Left Atrial Strain predicts major cardiovascular events with HR 0.91 in general population

This systematic review and meta-analysis synthesized evidence on Left Atrial Strain (LAS) as a predictor of cardiovascular outcomes. The analysis included a total sample size of 13,156 participants from the general population and patients with specific cardiovascular diseases. The setting was not reported. The intervention or exposure was the measurement of Left Atrial Strain. No specific comparator was reported. The primary outcome was a composite of all-cause death and heart failure hospitalizations, though specific results for this composite were not detailed in the provided data. The main results focused on major cardiovascular events as a key outcome.

The primary analysis for major cardiovascular events in the general population showed that LAS was a significant predictor. The effect size was a hazard ratio (HR) of 0.91, with a 95% confidence interval (CI) of 0.86 to 0.96. This indicates a predictive association where higher LAS values are associated with a lower risk of events. In patients with heart failure (HF), LAS also predicted major cardiovascular events with an HR of 0.93 (95% CI 0.89 to 0.97). For patients with ischemic heart disease (IHD), the HR was 0.95 (95% CI 0.91 to 0.99). In patients with valvular heart disease (VHD), the HR was 0.94 (95% CI 0.90 to 0.97). In contrast, for patients with left ventricular hypertrophy (LVH), LAS did not significantly predict major cardiovascular events, with an HR of 0.98 (95% CI 0.84 to 1.15).

Key secondary outcomes were not reported in the provided data. Safety and tolerability findings were also not reported; adverse events, serious adverse events, discontinuations, and overall tolerability were all noted as not reported. This represents a significant gap in the evidence regarding the safety profile of measuring LAS.
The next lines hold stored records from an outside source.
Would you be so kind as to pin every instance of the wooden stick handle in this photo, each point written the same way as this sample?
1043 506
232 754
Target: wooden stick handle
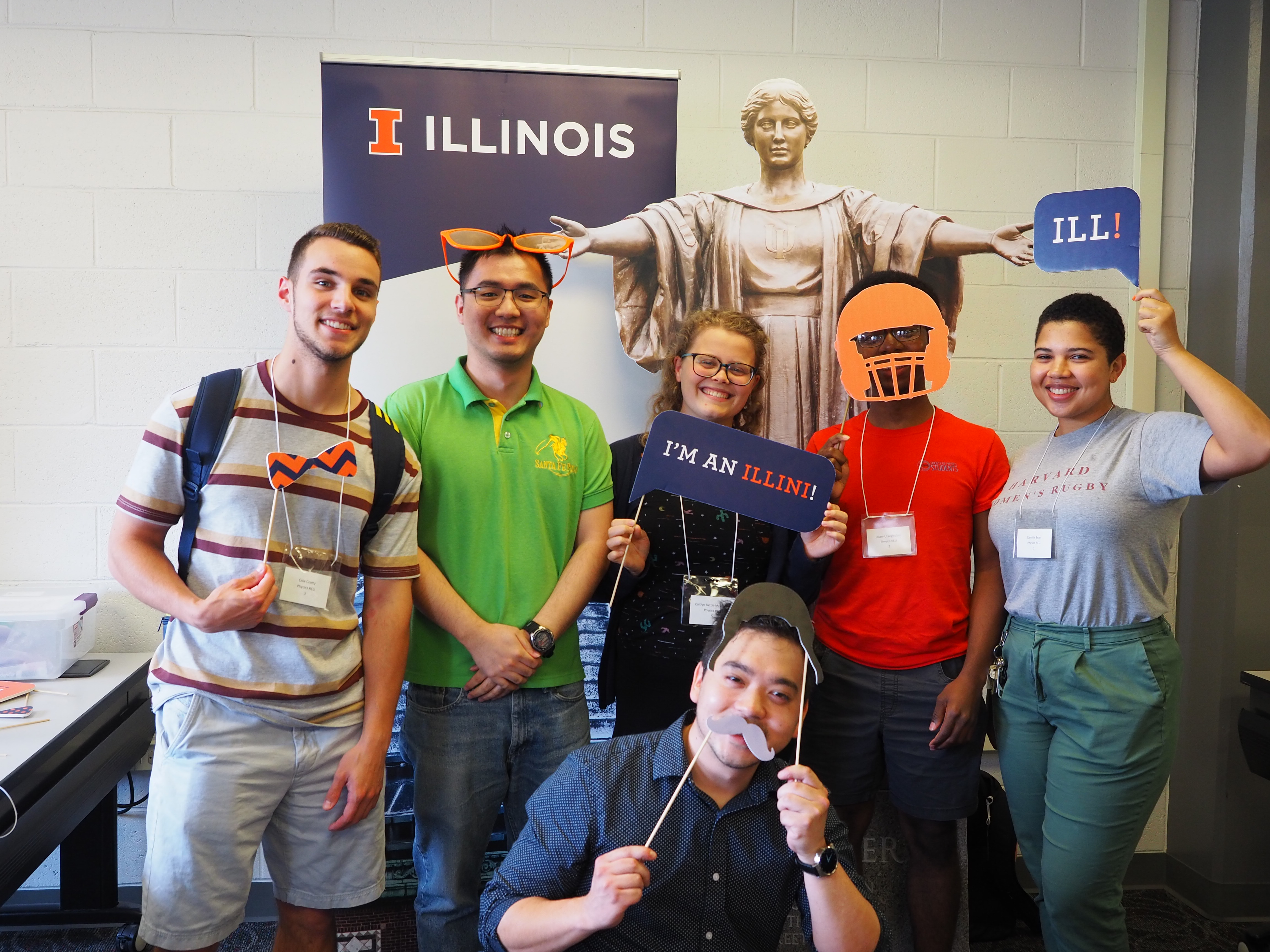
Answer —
623 564
25 724
268 536
802 707
676 794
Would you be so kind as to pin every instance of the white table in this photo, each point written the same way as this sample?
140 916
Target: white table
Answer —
63 777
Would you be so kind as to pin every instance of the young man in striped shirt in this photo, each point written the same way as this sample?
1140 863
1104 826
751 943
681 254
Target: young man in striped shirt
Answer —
272 710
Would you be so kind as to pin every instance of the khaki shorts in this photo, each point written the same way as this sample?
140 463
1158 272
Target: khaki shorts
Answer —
227 782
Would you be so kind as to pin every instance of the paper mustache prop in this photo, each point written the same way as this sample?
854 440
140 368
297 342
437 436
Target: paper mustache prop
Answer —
286 469
752 734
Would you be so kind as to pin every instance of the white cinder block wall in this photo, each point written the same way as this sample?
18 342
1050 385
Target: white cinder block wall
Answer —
160 157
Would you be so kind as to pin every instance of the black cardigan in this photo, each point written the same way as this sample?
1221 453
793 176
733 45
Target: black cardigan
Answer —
788 564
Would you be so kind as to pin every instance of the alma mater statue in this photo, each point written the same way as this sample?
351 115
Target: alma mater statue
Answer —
785 251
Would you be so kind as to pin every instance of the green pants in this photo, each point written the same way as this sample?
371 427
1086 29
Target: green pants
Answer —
1088 728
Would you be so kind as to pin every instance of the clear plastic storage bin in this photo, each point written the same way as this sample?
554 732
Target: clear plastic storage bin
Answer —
44 633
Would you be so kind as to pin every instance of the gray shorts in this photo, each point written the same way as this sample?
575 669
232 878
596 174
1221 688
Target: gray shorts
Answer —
227 782
869 729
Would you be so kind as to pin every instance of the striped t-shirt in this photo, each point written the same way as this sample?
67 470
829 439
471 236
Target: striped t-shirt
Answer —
304 663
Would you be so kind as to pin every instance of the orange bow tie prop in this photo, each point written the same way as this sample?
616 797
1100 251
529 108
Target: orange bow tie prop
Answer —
286 469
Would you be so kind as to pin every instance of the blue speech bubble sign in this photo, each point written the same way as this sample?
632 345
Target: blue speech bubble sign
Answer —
1083 231
733 470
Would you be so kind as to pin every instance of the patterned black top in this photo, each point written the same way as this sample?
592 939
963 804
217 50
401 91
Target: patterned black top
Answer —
648 620
647 611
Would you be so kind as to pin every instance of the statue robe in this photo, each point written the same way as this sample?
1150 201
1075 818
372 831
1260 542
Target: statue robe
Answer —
696 262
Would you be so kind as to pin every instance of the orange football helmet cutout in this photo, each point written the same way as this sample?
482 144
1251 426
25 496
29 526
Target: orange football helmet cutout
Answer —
877 377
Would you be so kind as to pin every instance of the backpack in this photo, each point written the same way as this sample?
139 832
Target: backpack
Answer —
205 433
997 902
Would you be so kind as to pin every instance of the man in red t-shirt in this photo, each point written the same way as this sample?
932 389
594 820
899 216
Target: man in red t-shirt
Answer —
910 643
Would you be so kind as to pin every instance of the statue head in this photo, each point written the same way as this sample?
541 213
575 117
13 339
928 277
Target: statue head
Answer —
784 93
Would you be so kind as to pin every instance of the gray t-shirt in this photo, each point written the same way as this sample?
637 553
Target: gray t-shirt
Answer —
1117 510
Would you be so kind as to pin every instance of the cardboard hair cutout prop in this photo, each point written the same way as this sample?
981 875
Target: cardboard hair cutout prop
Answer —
770 598
882 308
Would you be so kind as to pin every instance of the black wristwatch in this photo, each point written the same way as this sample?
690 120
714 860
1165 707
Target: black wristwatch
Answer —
824 864
542 638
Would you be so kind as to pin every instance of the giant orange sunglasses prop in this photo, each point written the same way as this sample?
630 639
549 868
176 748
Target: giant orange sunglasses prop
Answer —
884 308
535 243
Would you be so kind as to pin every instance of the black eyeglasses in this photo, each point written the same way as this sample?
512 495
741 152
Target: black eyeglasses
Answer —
493 296
903 336
708 366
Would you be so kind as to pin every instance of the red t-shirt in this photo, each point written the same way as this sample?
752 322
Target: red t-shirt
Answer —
902 612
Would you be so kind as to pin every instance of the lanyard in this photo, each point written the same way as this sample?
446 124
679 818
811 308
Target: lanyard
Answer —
920 463
736 527
277 432
1053 510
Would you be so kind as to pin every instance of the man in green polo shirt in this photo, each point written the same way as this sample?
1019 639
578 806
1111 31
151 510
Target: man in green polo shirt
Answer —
513 515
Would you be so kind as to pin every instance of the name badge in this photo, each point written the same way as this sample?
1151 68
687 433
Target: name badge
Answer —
888 535
1034 544
305 588
705 597
703 610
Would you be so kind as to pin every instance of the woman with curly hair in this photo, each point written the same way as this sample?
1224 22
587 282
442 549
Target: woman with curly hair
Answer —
651 650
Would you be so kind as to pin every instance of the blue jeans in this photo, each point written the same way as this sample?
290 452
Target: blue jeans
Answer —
469 757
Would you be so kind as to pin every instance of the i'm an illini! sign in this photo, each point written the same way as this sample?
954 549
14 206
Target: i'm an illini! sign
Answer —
734 470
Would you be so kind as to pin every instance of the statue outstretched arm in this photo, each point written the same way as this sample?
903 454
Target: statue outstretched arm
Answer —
951 240
628 238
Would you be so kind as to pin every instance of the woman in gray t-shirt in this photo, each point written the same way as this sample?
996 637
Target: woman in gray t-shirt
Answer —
1088 715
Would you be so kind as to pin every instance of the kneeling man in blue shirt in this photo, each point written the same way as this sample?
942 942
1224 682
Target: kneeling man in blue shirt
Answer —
745 841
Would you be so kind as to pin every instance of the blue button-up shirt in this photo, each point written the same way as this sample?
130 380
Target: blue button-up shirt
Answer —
724 879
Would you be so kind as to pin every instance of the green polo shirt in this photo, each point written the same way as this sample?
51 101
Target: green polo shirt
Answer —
498 518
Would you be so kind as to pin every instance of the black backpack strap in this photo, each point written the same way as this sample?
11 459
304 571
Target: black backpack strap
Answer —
388 451
205 432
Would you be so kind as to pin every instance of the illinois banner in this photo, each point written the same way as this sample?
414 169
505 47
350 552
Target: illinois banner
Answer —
415 147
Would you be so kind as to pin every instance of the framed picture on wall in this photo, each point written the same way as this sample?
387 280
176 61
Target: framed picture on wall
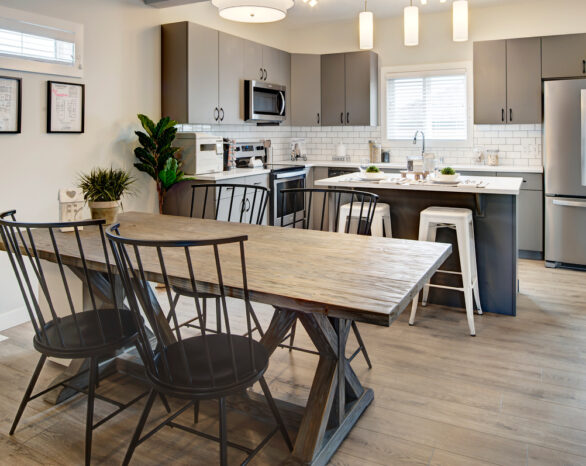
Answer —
65 107
10 104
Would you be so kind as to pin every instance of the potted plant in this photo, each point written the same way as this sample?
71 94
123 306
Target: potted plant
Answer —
102 189
157 156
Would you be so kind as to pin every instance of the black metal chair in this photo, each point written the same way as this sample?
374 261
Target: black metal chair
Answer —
66 332
319 209
239 203
193 368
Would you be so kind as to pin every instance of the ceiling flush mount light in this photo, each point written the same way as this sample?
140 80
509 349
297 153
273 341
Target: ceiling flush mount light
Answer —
411 25
366 26
460 20
253 11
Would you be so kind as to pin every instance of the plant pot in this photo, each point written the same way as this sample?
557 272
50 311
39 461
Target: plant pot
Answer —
104 210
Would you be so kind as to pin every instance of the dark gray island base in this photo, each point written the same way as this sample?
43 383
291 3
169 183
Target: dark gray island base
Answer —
495 230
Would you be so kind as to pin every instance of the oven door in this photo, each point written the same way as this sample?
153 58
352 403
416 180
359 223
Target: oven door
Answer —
265 102
293 209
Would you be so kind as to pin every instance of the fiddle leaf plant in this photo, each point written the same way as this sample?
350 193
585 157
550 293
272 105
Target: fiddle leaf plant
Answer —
156 154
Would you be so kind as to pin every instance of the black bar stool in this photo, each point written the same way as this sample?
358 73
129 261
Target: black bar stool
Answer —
203 367
319 209
66 332
239 203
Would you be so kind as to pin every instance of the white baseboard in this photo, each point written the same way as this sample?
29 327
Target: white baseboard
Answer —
13 318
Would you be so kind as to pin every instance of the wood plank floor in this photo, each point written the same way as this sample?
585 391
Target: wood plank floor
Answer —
514 395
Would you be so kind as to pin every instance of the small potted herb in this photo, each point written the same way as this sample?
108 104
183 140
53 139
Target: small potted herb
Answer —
102 189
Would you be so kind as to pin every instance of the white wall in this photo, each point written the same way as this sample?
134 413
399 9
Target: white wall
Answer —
122 78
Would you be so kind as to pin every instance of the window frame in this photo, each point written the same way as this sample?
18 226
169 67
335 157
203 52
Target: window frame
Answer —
423 70
32 65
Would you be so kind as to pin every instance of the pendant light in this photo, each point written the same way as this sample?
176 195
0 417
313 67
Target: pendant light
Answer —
460 20
411 25
366 27
253 11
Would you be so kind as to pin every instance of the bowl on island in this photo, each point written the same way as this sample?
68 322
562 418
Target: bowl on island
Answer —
447 178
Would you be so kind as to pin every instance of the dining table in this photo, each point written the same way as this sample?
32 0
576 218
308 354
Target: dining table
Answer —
326 280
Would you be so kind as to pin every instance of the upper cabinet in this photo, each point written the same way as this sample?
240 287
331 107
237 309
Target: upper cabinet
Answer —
305 109
507 81
203 73
349 89
564 56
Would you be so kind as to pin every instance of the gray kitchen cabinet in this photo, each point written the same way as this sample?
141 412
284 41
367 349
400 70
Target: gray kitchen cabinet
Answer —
253 68
231 79
333 89
563 56
361 71
305 109
529 214
490 82
524 81
189 73
507 81
349 89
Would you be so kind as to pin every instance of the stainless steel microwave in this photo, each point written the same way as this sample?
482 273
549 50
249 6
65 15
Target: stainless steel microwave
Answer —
264 101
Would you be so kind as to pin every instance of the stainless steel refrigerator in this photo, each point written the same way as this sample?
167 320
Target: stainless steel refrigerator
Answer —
564 143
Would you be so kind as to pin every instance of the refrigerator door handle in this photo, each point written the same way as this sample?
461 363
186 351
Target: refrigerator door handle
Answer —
569 203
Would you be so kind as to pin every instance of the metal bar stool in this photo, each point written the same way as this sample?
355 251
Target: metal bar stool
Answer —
316 207
193 368
238 203
67 332
460 220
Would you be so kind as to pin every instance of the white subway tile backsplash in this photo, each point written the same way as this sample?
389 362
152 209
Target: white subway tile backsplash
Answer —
517 144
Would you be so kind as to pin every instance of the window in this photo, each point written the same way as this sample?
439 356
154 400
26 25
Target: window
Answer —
30 42
435 102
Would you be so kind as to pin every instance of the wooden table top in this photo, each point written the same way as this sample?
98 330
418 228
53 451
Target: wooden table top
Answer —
355 277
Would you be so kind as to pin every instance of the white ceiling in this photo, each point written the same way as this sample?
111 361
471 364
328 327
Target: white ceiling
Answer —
339 10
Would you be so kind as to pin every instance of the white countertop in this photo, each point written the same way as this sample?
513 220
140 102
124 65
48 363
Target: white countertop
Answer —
234 173
491 184
401 166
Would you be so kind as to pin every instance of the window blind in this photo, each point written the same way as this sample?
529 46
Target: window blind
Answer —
435 104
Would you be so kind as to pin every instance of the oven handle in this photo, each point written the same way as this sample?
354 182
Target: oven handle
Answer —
282 111
280 176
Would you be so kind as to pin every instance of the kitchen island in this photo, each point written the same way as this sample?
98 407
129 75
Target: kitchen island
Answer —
493 201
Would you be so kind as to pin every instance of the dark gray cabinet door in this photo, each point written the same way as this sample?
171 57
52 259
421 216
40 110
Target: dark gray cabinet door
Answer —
231 78
305 109
202 53
564 56
490 82
361 71
253 60
524 81
333 89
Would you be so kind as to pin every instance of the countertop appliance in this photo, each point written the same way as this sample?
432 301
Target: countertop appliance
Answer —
565 172
200 153
286 177
245 151
264 102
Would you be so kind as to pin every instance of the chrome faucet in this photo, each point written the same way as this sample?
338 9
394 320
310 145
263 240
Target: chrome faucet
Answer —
422 139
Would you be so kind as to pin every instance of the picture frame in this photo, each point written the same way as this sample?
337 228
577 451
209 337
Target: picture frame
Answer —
65 107
10 105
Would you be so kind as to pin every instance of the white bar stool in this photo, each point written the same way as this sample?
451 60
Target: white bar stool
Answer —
460 220
381 222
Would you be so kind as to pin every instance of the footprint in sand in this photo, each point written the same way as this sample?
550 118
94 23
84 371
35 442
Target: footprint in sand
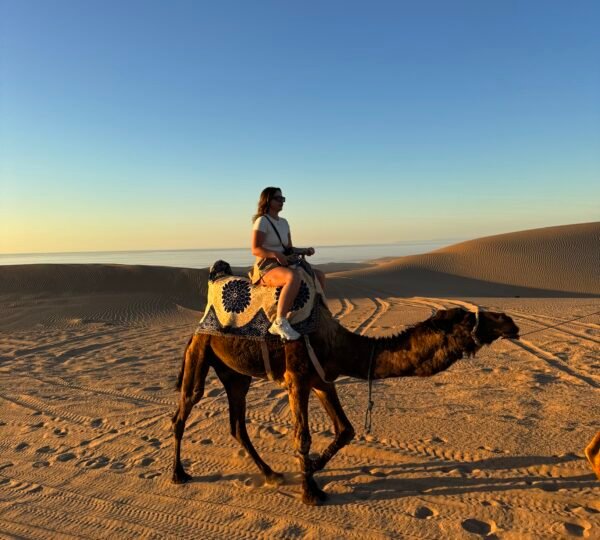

These results can be compared to prior landmark studies in cardiovascular imaging and prognostication. While specific prior studies are not named in the input, the consistent predictive association across multiple disease states aligns with the growing body of evidence supporting strain imaging in heart failure and other cardiomyopathies. The finding that LAS was not predictive in LVH is a notable divergence that may inform future research priorities.

Key methodological limitations include the lack of reported setting, follow-up duration, and specific details on the primary composite outcome. The analysis is observational in nature, and the causality note explicitly states the findings are an association, not causation. The certainty of the evidence was not reported. Potential biases cannot be assessed due to the lack of detailed methodology in the input.

The clinical implications are that LAS represents a powerful predictor of major cardiovascular events in the general population and in patients with different cardiovascular diseases across left ventricular ejection fraction (LVEF) ranges, as noted in the practice relevance. This suggests LAS could be integrated into risk stratification models. However, clinicians must recognize this is a prognostic marker, and its measurement should not replace established clinical assessments.

Unanswered questions remain. The specific protocol for LAS measurement, the optimal cutoff values for risk prediction, and the clinical utility of guiding therapy based on LAS are not defined. The long-term impact of using LAS in routine practice is unknown. Future research should address these gaps, including prospective trials to test if acting on LAS measurements improves patient outcomes.